Quantitative Life Cycle Assessment provides an incomplete picture when assessing the environmental impact of a solar building prototype in which there is no grid tie to utilities. A cradle to cradle analysis would provide a more balanced analysis of environmental impact. More in-depth research should be conducted to develop Smart SIPs. This innovation would facilitate electrical and mechanical connections as well as to accommodate future remodeling to residential structures. SIPs are a viable component in the construction of modular housing. The effectiveness of a solar chimney can diminish the overall energy load created over a building’s lifetime. The application of the solar chimney as a passive strategy is not limited to the continental United States. The solar chimney configuration can have wide ranging geographic importance.

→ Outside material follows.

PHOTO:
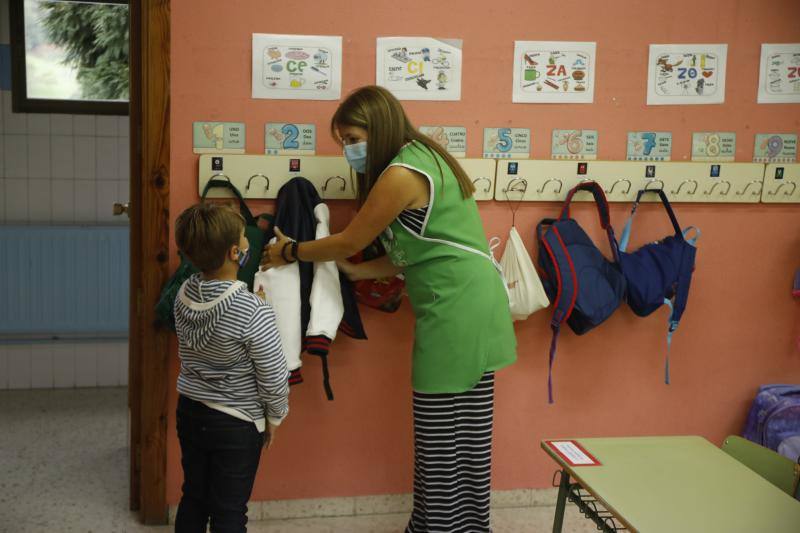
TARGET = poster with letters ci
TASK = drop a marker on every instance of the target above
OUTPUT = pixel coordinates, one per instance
(419, 68)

Proposed Phase II objectives and strategies:
The MiSo* project’s objective is to continue to refine SIPs into smarter building components within a larger modular system. The objective has two areas that are of specific interest are creating smarter SIPs allowing for interchangeability of the panels as the space program changes and a ‘smart SIP junction box’ enabling easier electrical and plumbing connections. The strategy behind the smarter panel allows for the typical modular SIP panel to remain unintelligent and focusing all of the building systems into the refined SIP sixteen inch wide. These building systems inserted within the redefined “smart” panels include electrical, mechanical and plumbing applications. In comparison to the standard SIP, the “smart” SIP panel allows for minimal installation of systems, saving the consumer labor costs and not compromising the structural integrity of the panel itself. These objectives for creating a smarter panel were evaluated both for their economic benefits or short comings and for their LCA attributes in comparison to the standard SIP panel. The smart SIP junction box’ simplifies floor running conduit into pre-routed areas for ease of connection and service.